Si ça ne dégage pas l’émotion irrépressible et brute de, disons, The Wooden Wolf, c’est plus éclectique et quand il ralentit le tempo et articule un morceau autour d’un arpège (The Spiral), c’est impeccable et trouve le ton juste, même quand le minimalisme est plus poussé (So Heavy). Mais le format brut n’est pas systématique, Mental Health (un thème qui lui est cher) présente un peu de groove qui permet de donner une autre forme à la mélancolie et de présenter un morceau aux multiples visages.

De même, il se dégage une bel langueur d’Almost Gave Up. Il y a même du hors-format avec Stockholm qui forcément propose des changements de braquet. On pense un peu à Radiohead pour le ton plaintif (ou Alec Ounsworth) des parties où le chant mène la danse. Et puis paf il enfonce la pédale de distorsion ou freine et c’est assez formidable. Ce n’est pas tant l’accélération qui est remarquable mais la propension à maintenir l’intensité et à la moduler.

Bravo à Talitres d’avoir signé ce talent déjà là et qui ne demande qu’à se polir. Il rejoint donc une belle écurie (Thousand, Motorama, Raoul Vignal, The Callstore, Emily Jane White) et ne va certainement pas la déparer.

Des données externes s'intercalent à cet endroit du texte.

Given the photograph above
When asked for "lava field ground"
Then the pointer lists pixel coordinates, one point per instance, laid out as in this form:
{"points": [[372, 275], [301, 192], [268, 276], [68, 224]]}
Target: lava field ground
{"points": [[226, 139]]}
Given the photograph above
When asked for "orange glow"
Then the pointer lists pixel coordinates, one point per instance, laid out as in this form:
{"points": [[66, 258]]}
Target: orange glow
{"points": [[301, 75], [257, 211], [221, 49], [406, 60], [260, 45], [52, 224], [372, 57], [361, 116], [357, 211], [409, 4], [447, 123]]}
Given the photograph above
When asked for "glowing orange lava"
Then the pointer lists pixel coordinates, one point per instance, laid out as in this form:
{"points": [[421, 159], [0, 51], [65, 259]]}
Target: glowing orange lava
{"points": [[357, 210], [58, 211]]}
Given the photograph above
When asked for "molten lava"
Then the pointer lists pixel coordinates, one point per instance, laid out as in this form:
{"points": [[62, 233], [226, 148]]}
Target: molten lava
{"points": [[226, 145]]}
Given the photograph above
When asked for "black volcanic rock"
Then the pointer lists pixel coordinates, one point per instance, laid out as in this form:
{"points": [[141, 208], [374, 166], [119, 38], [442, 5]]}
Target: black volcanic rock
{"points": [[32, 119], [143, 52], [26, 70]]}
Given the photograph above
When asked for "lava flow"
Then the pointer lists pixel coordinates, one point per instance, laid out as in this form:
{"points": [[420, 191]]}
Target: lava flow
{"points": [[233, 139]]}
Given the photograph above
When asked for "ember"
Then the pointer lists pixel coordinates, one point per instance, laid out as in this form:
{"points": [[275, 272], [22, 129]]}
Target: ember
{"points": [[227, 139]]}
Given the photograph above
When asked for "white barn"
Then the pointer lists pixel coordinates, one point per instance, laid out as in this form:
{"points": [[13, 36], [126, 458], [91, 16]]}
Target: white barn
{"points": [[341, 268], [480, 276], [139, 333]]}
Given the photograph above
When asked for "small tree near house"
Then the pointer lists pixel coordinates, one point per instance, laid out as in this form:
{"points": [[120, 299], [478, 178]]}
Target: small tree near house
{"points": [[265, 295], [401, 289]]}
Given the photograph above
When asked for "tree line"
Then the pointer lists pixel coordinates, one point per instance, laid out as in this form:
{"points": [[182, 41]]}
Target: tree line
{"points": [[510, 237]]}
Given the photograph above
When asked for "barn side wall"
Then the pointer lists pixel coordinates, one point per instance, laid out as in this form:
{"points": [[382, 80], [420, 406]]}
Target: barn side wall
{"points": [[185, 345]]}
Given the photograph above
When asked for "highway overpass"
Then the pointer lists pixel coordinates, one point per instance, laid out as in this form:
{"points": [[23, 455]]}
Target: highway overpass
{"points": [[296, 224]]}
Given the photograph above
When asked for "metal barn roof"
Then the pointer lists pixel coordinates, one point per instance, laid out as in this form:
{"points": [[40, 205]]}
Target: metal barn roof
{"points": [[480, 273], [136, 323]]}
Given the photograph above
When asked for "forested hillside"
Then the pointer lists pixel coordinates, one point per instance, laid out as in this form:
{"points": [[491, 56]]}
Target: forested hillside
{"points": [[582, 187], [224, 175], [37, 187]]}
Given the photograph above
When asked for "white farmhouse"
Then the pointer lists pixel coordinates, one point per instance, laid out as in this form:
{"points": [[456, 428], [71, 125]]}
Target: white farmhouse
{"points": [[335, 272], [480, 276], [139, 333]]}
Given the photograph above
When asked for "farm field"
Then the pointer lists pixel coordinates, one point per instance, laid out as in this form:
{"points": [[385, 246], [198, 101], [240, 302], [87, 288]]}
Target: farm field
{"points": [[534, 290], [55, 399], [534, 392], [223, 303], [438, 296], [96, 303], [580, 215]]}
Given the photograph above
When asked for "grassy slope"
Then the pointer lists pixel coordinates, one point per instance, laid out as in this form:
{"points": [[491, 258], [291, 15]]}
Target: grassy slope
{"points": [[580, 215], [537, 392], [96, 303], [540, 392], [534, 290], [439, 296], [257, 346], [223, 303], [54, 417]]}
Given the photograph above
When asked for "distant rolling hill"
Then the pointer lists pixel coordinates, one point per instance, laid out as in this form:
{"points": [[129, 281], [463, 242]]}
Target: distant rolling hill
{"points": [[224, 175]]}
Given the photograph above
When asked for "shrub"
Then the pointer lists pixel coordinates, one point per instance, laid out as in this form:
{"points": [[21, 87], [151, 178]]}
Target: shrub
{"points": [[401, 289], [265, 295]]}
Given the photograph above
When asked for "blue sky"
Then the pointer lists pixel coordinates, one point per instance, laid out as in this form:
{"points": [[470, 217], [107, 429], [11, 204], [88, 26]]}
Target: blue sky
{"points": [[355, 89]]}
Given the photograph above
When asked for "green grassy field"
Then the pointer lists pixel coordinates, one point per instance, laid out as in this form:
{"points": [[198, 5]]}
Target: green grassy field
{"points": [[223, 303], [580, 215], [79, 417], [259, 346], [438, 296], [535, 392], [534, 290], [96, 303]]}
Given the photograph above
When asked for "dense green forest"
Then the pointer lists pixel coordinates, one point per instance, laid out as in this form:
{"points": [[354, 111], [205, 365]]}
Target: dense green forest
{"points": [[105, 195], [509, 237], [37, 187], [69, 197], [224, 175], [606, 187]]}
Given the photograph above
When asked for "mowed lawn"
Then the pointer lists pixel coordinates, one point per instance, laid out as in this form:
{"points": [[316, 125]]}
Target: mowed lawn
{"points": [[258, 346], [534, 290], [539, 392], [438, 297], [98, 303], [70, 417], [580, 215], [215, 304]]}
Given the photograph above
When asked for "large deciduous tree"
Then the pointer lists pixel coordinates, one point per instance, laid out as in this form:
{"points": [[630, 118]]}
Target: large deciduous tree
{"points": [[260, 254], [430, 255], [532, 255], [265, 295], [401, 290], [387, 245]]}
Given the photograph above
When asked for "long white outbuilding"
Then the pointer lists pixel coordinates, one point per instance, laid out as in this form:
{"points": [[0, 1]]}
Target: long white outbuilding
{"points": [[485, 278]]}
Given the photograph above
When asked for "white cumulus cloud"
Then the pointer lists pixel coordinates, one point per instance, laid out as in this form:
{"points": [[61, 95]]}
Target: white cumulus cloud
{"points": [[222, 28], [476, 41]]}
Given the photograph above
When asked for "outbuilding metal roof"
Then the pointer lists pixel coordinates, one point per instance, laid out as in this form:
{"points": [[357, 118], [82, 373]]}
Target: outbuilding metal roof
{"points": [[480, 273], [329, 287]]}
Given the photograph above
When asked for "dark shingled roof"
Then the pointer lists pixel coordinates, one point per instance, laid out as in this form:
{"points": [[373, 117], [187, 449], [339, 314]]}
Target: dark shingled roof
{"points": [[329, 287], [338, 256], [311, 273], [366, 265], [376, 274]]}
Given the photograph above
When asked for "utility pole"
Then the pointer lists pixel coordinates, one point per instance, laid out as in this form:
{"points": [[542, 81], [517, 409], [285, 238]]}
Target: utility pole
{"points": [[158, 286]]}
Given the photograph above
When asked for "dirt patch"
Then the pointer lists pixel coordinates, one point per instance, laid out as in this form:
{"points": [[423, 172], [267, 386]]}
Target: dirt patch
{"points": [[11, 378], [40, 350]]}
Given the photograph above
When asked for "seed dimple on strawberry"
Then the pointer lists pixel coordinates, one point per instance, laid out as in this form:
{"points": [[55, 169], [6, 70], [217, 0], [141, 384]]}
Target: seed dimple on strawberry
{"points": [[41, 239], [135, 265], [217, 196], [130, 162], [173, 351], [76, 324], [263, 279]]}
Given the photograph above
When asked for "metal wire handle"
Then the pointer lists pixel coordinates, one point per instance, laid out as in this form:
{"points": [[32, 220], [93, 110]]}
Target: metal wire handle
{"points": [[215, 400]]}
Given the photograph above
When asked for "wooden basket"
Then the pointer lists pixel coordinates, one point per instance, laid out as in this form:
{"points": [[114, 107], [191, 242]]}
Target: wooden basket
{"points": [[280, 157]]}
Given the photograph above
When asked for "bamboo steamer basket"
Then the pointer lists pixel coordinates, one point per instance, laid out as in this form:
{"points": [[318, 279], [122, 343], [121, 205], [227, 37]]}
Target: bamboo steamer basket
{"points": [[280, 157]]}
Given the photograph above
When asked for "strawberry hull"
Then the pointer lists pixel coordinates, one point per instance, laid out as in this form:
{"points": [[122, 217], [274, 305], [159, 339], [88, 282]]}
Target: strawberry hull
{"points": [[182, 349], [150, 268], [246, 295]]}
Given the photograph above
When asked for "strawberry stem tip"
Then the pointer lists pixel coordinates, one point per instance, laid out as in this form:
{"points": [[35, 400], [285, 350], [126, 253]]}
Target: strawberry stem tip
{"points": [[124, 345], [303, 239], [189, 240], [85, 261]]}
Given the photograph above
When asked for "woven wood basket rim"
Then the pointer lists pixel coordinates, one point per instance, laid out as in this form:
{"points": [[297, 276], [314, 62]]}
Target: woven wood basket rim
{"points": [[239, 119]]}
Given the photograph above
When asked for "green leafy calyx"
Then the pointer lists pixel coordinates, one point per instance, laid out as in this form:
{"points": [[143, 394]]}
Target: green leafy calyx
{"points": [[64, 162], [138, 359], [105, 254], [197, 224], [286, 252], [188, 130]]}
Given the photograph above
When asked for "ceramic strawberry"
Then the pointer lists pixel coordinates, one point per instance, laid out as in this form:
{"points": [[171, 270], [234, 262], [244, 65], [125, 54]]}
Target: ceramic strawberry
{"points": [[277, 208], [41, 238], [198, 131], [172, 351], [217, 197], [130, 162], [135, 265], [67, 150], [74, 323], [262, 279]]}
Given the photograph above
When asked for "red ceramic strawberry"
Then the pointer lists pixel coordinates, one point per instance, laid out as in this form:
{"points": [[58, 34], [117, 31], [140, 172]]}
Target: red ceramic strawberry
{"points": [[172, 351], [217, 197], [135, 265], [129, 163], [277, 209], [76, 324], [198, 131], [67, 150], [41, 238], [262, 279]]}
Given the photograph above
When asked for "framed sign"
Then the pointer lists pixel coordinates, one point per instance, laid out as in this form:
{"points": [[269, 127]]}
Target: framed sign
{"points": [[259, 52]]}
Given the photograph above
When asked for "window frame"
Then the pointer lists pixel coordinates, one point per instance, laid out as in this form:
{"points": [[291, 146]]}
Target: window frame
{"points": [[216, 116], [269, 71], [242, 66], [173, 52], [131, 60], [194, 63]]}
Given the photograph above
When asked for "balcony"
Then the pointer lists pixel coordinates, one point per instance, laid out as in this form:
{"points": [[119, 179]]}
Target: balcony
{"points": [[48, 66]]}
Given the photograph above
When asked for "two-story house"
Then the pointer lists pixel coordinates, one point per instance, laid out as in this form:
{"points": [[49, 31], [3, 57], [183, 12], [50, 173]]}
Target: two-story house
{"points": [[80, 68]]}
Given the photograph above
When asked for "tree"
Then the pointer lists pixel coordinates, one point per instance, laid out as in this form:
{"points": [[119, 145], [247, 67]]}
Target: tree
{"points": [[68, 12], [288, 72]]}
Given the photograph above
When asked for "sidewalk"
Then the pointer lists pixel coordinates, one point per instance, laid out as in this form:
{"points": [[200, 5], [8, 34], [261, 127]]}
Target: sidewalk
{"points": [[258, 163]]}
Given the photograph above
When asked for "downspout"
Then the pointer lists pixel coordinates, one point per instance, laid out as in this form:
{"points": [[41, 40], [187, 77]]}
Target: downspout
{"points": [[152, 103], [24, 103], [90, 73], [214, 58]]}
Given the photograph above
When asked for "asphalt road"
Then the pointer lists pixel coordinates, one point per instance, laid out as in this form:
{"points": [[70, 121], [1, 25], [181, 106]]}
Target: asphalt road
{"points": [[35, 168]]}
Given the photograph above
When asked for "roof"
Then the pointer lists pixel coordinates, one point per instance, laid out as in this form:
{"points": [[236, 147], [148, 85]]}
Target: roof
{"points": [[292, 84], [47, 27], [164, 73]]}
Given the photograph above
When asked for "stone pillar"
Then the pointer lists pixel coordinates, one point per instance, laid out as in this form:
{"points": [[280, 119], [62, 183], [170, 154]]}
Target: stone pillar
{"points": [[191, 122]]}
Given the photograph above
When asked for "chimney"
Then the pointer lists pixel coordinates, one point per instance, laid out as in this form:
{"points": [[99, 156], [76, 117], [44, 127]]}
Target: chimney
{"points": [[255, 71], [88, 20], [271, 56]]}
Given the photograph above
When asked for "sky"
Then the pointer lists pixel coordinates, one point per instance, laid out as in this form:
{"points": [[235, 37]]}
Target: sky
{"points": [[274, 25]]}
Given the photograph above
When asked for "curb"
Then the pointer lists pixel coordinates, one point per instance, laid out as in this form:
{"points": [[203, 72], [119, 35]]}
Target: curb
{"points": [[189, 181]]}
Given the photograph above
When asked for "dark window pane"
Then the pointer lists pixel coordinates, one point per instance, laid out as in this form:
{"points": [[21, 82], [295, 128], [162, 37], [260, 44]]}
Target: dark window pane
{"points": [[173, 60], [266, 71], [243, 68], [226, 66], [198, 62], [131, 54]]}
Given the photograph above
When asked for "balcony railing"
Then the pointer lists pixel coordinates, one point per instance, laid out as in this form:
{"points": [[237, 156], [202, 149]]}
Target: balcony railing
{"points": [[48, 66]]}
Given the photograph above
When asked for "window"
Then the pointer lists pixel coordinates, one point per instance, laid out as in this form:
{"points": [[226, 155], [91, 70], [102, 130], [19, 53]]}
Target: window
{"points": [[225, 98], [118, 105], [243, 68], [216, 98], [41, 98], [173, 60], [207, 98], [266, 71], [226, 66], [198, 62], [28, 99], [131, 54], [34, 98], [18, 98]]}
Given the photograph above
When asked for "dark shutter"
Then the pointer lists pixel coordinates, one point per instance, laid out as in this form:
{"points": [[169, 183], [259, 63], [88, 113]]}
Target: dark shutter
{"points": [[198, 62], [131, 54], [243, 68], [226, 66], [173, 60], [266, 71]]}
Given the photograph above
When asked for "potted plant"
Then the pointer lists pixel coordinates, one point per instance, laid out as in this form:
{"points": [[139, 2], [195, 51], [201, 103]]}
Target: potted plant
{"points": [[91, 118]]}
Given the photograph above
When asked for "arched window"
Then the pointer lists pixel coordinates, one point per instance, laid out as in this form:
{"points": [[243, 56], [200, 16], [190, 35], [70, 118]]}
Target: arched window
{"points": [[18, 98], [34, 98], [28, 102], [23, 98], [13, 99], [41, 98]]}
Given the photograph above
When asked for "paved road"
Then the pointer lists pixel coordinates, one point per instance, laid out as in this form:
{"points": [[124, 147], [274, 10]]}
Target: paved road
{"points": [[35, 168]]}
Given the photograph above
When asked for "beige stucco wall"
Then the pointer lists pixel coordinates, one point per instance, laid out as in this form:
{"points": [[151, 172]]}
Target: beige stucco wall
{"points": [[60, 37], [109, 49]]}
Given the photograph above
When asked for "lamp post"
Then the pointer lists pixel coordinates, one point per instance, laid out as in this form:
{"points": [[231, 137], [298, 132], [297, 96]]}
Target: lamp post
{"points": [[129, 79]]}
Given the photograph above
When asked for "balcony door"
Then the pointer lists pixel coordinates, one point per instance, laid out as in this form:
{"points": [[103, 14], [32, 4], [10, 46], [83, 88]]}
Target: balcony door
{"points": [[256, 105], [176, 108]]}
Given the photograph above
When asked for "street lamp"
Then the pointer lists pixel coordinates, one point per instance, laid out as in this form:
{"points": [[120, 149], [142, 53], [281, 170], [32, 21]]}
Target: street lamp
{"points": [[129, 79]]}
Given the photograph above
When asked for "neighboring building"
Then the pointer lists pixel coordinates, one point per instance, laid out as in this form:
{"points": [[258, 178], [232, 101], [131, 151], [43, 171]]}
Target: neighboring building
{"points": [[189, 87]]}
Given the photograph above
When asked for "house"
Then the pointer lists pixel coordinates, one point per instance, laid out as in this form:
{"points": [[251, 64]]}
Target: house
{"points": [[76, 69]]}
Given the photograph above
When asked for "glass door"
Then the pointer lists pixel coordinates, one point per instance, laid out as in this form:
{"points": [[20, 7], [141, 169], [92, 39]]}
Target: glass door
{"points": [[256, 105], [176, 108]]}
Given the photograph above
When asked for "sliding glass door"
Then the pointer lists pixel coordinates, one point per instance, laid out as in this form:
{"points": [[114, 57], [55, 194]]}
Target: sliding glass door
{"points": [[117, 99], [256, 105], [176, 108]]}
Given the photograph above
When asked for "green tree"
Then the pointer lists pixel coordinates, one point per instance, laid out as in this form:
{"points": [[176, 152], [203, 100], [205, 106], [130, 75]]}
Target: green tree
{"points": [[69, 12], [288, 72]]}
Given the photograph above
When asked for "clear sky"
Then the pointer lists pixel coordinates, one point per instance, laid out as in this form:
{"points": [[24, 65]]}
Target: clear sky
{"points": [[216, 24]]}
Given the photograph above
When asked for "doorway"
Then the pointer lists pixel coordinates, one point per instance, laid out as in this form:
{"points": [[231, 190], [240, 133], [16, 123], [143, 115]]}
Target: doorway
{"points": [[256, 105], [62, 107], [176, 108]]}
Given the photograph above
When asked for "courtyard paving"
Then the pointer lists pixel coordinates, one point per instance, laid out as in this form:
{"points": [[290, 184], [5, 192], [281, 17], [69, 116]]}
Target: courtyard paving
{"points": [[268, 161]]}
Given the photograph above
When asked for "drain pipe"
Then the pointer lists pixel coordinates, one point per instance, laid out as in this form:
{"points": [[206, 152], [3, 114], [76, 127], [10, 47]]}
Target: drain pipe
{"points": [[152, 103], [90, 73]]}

On est toujours surpris de voir des chanteurs adopter des références plus âgées qu’eux. Si rien n’est un hommage appuyé, c’est une démarche débrouillarde et éclectique des années ‘90 qui est remise à l’honneur. Et comme les morceaux qui en résultent sont enthousiasmants, on en déduit qu’on s’est fait un nouveau pote musical, un artiste jeune et déjà bien affirmé qui est non seulement arrivé à raviver de fort bons souvenirs mais livre des morceaux qui comptent en cette année 2020 tout en ayant encore une belle marge de progression.